Quali effetti provocano queste attività estrattive, professore?

V: «Gli effetti vanno a modificare il corso d’acqua impattando profondamente sulla dinamica e sul trasporto; il materiale tenderà a fermarsi e non a proseguire nel suo percorso, creando così degli sbarramenti. Credo che lì il deflusso minimo vitale, inoltre, sia sotto zero, molto basso. Tutto ciò, inoltre, crea problemi all’erosione, quando infatti vado a creare un sovralluvionamento, la corrente tenderà a scavare di più, questo si vede dalle foto, quindi si delinea un fenomeno di scalzamento e se ci fosse un’opera, lateralmente, la stessa potrebbe essere benissimo messa in difficoltà. Di fatto non è positivo. L’altro aspetto importante è che l’attività stessa provoca una perdita del corridoio ecologico, in termini di fauna e flora, perdendo così un habitat potenziale e dei tratti che potevano essere salvaguardati. C’è la perdita di un valore naturalistico. Potrebbero anche esserci, infine,  problemi di interferenza con la falda, la stessa potrebbe essere bloccata da una rimozione, creerebbe una difficoltà nella circolazione delle acque sotterranee, potrebbe incidere sull’irrigazione».

Sui Contratti di Fiume, strumenti di tutela dei corsi fluviali, come siamo messi?

V: «La Regione Campania ha individuato cinque fiumi oggetto di una procedura di questo tipo: la parte bassa del Calore dal Comune di Ponte fino al Volturno, capofila di questo corso d’acqua è il Parco Regionale del Taburno Camposauro, poi, c’è il contratto di lago, quello del Tammaro, con il bacino di Campolattaro insieme ad un tratto del fiume Tammaro (per quest’ultimo, ancora oggi, non ho visto però una documentazione, per l’altro invece c’è ed è stata coinvolta l’Università, quello di Campolattaro non credo che abbia sviluppato molte informazioni).
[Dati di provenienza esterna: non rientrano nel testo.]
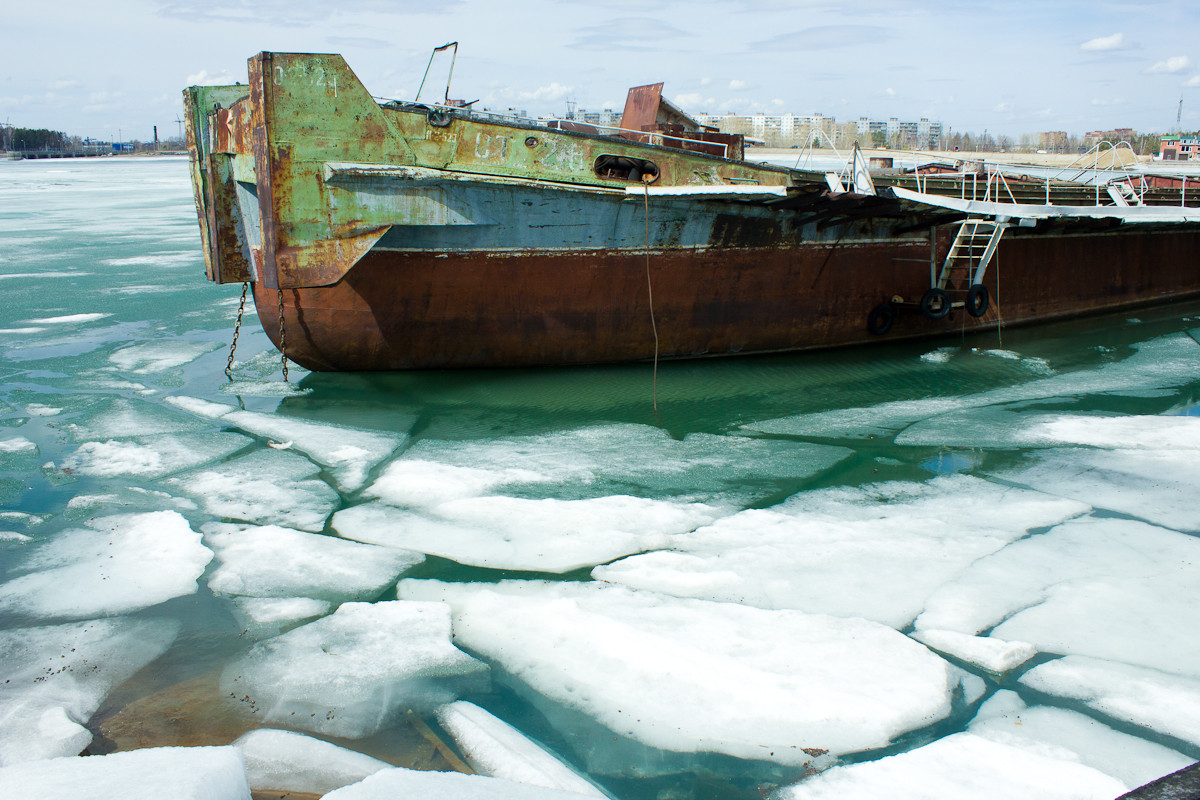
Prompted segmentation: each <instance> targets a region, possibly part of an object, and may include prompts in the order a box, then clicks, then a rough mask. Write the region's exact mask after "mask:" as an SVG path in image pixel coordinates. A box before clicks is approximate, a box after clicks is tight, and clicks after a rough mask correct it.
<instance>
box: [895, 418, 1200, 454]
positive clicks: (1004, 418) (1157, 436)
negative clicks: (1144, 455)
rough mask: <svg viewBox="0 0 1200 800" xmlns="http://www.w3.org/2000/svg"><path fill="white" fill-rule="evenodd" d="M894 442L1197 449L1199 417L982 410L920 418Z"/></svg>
mask: <svg viewBox="0 0 1200 800" xmlns="http://www.w3.org/2000/svg"><path fill="white" fill-rule="evenodd" d="M895 443H896V444H898V445H931V446H938V447H989V449H1018V447H1055V446H1062V445H1082V446H1088V447H1103V449H1108V450H1116V449H1123V450H1170V449H1180V450H1200V417H1194V416H1156V415H1141V416H1099V415H1082V414H1043V415H1037V416H1033V415H1030V414H1016V413H1014V411H1010V410H1007V409H1003V408H984V409H974V410H970V411H964V413H960V414H947V415H944V416H937V417H934V419H931V420H924V421H922V422H918V423H916V425H913V426H912V427H910V428H907V429H906V431H904V432H902V433H900V435H898V437H896V438H895Z"/></svg>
Abbiamo poi il contratto del Volturno, nel tratto mediano, nella provincia di Caserta. C’è per il fiume Sele, nel tratto ultimo, nella parte inferiore del fiume e hanno chiesto di ampliarlo nella parte mediana, qui il contratto fa capo all’ente Riserva Foce Fiume Sele. Per ultimo c’è il contratto dell’Ofanto che già aveva iniziato un percorso nazionale con dei risultati importanti. Non so in che modo sia avanzato rispetto agli altri… Mi dispiace perché era una opportunità in quanto si poteva andare a recuperare anche la zona della Puglia ed era un progetto interregionale».

Ormai si è prossimi alla scadenza di questo documento strategico, spiega il professore Valente, e nell’area del Medio Calore, ad esempio, dove sembrava essere nata una certa volontà, non abbiamo adesioni e l’unione dei Comuni; si sarebbe infatti dovuta concretizzare in un’assemblea dei Comuni, ma tutto ciò pare che non sia avvenuto. Si tenga conto, inoltre, che l’attuale sindaco del Comune di Apice, Angelo Pepe, è stato un importante dirigente alle risorse idriche della Regione Campania, chi più di lui potrebbe o avrebbe potuto spingere gli altri Comuni verso questa direzione?
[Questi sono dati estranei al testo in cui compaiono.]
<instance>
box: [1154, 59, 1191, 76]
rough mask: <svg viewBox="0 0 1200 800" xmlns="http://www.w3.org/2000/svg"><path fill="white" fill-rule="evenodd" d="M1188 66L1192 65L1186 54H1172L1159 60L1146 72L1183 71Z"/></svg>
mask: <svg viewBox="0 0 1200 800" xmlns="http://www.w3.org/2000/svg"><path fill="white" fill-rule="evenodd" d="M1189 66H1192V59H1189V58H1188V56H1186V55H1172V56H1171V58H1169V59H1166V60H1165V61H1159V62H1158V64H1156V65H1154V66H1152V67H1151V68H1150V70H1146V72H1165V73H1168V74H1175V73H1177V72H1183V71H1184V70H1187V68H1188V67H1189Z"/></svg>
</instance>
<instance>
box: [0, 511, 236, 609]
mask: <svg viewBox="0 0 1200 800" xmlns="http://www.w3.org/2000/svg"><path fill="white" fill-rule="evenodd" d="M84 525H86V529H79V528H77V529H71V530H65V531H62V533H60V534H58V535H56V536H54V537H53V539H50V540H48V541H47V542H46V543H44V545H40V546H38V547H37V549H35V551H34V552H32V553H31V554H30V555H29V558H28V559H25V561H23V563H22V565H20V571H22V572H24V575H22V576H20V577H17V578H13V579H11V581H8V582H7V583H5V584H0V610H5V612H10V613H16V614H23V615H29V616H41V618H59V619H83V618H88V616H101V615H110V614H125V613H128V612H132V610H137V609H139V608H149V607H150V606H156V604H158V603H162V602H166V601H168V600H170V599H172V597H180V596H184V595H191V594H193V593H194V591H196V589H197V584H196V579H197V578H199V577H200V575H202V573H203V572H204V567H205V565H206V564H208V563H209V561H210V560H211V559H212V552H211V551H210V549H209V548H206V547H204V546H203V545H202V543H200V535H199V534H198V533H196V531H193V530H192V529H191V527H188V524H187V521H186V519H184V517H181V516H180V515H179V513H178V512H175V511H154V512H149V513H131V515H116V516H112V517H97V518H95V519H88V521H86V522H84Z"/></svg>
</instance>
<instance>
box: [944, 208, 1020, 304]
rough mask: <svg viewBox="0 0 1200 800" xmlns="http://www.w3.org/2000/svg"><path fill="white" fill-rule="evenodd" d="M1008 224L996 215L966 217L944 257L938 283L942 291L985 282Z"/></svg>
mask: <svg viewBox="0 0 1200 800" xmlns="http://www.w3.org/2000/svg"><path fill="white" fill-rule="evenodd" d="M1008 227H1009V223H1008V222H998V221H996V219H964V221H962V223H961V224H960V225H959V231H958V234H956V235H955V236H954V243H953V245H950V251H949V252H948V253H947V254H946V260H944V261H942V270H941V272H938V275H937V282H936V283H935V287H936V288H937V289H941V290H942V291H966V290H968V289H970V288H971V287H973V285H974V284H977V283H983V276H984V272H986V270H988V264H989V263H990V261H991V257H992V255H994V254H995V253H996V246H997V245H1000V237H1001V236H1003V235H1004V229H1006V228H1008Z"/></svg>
Professore Valente, una domanda conclusiva: c’è cultura ambientale da noi?

V: «C’è una doppia velocità. I giovani, pur avendo una certa sensibilità per l’ambiente più ampia, hanno difficoltà a farla calare nelle situazioni locali, ecco perché c’è bisogno di coltivarla con le associazioni, la scuola. Per quanto riguarda l’aspetto degli adulti e delle amministrazioni, questa cultura non c’è poiché l’ambiente non viene visto come una occasione di sviluppo. Nel piano nazionale Pnrr sono previste nuove figure che dovranno intraprendere azioni di sviluppo che noi in Italia non abbiamo assolutamente; non abbiamo personale efficiente sempre capace di osservare l’ambiente. Pochissimi sono i laureati. È molto difficile, salvo per chi lavora nelle associazioni ambientaliste e, concludo, non c’è un’attività amministrativa tale che possa aiutare e prendersi cura dell’ambiente».
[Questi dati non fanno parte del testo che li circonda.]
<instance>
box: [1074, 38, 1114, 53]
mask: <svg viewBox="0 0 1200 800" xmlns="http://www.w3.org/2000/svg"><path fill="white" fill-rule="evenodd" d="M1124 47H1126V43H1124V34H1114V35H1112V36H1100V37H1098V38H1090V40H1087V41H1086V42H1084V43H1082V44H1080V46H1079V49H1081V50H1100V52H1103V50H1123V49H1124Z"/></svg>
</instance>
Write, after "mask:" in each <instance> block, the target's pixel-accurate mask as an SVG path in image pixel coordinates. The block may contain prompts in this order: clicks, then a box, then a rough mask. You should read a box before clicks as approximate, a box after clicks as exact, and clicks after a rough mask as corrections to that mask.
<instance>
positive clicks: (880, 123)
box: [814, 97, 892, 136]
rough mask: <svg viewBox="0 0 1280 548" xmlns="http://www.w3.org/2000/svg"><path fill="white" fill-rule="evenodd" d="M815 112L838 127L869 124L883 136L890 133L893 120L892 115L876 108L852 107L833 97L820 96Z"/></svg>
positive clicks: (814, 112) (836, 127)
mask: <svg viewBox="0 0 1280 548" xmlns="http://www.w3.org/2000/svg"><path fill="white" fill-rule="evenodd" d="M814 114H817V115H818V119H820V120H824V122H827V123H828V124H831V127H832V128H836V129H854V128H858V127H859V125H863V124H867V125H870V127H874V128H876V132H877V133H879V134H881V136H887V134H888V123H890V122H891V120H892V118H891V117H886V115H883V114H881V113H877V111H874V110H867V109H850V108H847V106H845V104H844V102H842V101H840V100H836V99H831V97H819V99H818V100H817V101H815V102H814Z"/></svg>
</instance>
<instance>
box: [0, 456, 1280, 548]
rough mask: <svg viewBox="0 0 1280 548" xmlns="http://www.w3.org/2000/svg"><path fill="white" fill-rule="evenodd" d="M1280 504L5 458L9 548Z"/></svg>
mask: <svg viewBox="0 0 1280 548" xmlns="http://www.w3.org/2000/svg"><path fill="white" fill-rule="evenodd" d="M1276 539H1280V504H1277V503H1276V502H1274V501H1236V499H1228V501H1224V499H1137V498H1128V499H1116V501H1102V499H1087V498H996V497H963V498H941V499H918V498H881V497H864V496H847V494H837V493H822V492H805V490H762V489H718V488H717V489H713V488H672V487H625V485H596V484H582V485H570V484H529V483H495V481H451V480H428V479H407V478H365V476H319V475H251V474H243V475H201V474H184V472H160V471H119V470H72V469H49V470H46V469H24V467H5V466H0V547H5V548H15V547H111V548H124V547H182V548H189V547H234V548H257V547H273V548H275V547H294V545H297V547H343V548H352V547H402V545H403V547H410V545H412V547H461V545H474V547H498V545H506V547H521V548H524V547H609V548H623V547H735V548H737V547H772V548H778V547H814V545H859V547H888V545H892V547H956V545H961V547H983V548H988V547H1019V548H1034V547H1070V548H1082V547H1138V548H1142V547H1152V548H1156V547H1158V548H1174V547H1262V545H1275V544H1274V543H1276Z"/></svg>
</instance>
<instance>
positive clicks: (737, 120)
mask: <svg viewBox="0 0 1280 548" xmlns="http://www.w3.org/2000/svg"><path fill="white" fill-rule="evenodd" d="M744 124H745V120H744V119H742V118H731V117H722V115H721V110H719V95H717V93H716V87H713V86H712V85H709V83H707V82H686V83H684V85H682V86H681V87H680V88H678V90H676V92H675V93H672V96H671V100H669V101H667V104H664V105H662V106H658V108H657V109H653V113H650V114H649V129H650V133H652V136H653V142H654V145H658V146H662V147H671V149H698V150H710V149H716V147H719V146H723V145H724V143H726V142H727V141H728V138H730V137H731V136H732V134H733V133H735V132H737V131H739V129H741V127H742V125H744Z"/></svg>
E visto che mancherebbe cultura ambientale, soprattutto negli adulti, si segnala, agli interessati e ai tanti amministratori del circondario, un buon autore come Daniel Goleman e il suo libro sull’intelligenza emotiva: “Come educare all’ecologia”. Si apprenderà come le attività umane si stiano spingendo oltre i limiti del sistema naturale che sostiene i cicli d’acqua fresca e l’uso del terreno. E, se, infine, l’Alta Capacità si saluta come la grande opportunità del territorio, probabilmente, è necessaria una seria riflessione su quelle che sono le potenzialità prioritarie di quel territorio.